Fast forward 3,500 years. Today, people still take to alcohol, success, control, wealth, etc. to satisfy them—and they still come up empty. If we let Solomon’s example teach us, we could avoid these pitfalls ourselves.
Gain in Wisdom
Finally in 2:13, Solomon finds a little gain. There is more gain in wisdom than in folly, and there is more gain in light than in darkness. But as he walks down the logic trail, he quickly becomes disappointed. The same fate awaits the wise and the fool: death (2:14-16). The further he goes, the more depressed he gets (2:17). Everything feels like striving after the wind. Open the hand, and nothing is there. Hebel.
Then Solomon ponders all the work of his hands and realizes that because he will die, all of it will potentially be left to a fool. Ironically for him, because of how he lived his life, 1 Kings 11 documents that his sons eventually split the kingdom and fulfilled his nightmare.
Death feels like an intruder here, doesn’t it? It’s almost as if Solomon has never before realized that all he has done would be left to someone who could destroy it all—and then all of a sudden, it hits him, and a wave of depression comes over him. “Why?” He asks. What is the point of it all? He feels like he is in a hamster wheel. All of a sudden death, doesn’t seem natural at all—which is true. We were not made to die. Death is here because of the fateful event of Genesis 3.
Enjoying God’s Gifts
Then Solomon begins to discover something that, as a sub-lesson, can still help us today: “There is nothing better for a person than that he should eat and drink and find enjoyment in his toil” (2:24). This is the first time we see him acknowledge that something is “from the hand of God.” What Solomon does not mean by this is that you should give up all hope and do whatever you want.

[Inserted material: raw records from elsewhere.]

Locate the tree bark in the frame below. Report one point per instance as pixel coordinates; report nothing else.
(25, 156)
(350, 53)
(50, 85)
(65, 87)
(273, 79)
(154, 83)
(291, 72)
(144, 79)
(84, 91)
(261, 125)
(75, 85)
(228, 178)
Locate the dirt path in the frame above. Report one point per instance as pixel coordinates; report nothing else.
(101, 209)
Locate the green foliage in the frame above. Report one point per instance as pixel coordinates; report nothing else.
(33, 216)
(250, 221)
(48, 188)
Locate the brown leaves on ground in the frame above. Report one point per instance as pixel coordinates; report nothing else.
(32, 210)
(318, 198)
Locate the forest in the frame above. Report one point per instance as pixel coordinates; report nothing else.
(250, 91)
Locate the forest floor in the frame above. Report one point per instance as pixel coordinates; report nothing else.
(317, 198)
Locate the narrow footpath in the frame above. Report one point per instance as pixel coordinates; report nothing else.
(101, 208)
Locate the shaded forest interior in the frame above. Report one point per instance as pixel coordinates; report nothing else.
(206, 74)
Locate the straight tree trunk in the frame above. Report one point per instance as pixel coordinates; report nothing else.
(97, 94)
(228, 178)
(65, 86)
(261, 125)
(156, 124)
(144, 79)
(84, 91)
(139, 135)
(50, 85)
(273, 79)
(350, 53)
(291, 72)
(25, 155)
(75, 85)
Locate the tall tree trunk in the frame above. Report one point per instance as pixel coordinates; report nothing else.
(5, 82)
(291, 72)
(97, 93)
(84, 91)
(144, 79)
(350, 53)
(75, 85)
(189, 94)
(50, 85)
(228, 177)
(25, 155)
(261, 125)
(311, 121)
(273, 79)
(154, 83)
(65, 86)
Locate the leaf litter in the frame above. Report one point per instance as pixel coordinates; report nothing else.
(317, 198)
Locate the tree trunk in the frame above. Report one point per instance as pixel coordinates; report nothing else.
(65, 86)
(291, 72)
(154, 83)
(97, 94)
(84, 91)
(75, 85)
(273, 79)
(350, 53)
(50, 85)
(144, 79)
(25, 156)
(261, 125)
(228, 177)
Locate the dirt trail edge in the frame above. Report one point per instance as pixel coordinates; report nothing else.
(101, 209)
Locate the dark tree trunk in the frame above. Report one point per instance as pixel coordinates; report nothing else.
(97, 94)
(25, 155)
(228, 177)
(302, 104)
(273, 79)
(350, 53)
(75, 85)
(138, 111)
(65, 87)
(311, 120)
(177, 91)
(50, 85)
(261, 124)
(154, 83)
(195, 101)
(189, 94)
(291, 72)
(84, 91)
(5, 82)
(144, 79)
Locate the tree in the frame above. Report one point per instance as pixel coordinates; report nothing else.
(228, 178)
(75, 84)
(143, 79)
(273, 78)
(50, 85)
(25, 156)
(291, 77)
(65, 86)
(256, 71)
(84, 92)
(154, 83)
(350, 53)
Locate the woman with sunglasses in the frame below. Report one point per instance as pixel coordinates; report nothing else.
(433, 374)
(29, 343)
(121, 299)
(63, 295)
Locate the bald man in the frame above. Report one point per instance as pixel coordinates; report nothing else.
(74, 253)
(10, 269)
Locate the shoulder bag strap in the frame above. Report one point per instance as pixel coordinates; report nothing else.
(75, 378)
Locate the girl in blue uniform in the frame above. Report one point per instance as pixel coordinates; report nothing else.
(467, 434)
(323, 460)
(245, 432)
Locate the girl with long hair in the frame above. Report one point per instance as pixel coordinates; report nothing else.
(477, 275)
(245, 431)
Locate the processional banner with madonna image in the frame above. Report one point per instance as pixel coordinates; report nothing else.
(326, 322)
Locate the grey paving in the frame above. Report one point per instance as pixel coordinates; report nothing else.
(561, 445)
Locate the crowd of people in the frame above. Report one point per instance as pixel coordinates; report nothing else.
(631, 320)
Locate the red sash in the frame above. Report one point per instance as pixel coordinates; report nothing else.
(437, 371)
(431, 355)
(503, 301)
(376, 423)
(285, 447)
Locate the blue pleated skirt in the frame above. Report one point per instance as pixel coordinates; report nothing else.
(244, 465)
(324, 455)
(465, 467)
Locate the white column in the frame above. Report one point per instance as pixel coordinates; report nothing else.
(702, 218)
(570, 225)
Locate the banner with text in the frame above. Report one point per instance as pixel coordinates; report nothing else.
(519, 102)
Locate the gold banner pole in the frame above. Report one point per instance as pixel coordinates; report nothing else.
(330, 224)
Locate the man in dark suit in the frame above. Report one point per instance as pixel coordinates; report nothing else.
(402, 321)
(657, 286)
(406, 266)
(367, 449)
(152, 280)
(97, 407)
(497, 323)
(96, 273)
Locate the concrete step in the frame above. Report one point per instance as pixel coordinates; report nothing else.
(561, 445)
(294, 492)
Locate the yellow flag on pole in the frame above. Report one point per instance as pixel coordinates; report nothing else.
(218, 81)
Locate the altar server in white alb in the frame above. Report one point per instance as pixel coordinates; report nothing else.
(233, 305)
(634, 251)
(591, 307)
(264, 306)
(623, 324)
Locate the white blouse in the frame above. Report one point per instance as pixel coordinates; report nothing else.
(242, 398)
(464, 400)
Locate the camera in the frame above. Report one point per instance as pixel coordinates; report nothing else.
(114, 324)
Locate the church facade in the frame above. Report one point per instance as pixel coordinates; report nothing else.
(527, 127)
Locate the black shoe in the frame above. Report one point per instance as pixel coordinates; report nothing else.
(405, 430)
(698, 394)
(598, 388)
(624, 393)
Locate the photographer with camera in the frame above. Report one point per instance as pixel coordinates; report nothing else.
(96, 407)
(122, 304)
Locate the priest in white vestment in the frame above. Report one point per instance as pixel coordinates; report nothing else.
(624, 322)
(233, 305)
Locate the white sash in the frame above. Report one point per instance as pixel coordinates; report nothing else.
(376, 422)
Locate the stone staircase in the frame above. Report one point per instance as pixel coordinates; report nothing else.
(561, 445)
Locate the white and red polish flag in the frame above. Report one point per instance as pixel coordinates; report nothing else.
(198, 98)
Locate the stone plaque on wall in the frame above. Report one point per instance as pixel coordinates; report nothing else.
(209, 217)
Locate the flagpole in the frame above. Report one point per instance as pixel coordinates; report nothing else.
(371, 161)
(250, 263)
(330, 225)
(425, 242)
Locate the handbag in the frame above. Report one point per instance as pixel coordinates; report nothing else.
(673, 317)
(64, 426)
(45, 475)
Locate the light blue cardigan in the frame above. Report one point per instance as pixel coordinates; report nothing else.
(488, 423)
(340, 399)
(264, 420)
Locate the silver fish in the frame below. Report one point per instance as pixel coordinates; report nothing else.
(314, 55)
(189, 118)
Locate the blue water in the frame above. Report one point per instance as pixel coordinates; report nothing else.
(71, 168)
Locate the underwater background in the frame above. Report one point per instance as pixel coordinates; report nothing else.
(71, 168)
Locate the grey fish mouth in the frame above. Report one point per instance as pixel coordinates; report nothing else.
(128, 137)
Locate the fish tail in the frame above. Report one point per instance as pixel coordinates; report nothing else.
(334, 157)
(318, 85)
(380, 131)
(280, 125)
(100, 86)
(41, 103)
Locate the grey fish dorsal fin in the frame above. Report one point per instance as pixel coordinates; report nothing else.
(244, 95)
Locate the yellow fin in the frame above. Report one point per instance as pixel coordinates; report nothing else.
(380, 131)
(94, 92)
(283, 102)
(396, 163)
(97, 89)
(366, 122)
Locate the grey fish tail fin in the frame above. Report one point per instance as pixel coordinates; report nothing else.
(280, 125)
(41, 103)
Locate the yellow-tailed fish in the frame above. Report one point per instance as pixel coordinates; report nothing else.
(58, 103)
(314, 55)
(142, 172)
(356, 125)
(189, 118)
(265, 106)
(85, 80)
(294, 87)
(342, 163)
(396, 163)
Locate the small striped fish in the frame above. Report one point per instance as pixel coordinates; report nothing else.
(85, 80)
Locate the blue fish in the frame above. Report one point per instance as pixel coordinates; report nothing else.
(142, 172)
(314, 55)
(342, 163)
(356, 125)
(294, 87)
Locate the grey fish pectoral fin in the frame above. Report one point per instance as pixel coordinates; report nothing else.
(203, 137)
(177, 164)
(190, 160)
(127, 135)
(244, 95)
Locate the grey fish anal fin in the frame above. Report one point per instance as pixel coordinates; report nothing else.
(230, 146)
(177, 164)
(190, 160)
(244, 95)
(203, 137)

Instead, he means that rather than striving, you should rest. If you stop to enjoy the food, the drink, and the work of your hands, you will be able to receive some value from them. When you look to them for ultimate satisfaction, you will find no gain. God ordained us to work for six days, and then to rest on the seventh. If we follow the Sabbatical pattern, we will certainly find more value in what we have accomplished than we would in striving for more.
In our businesses, we can identify with Solomon’s woes. Most of us left better business environments to open up shop in smaller and more corrupt markets. It can certainly feel empty to build something and have a local government official or a jealous local tear it down. It can also be maddening to build something with all of our heart that lasts only to find that we were looking for satisfaction in the wrong places.
Who will show that to the Taureg in southern Algeria? Who will show it to the Qataris and the Saudis and the Afghans? The issues we face in B4T are brutal, but we get to face them with the King and His Spirit guiding us. The places where OPEN does work have few-to-no churches and even few-to-no local believers amongst entire people groups. Think about it: if we didn’t work among them, locals would face all that hebel without us showing them the One who overcame it. They would keep trying to build things for themselves that will never satisfy. We must show them a more excellent way.
As we move through the book, Solomon is beginning to paint a picture of an upside-down world. We live in a place that doesn’t operate as it was intended to. Death is an intruder here—it doesn’t belong. Hebel has scarred our landscape. Solomon, in all his wisdom, can’t figure out which end is up.
It would be another 1,000 years before Someone (Jesus) came along to turn the world right side up and defeat death, exposing it as the fraud that it is and showing us a more excellent way.
Greg is the President of OPEN USA. He used his education to work as a tentmaker in the Middle East for 8.5 years seeking to plant a church amongst a least-reached people group. Currently back in the USA with his wife and children, they aim to return to finish what the LORD used them to start.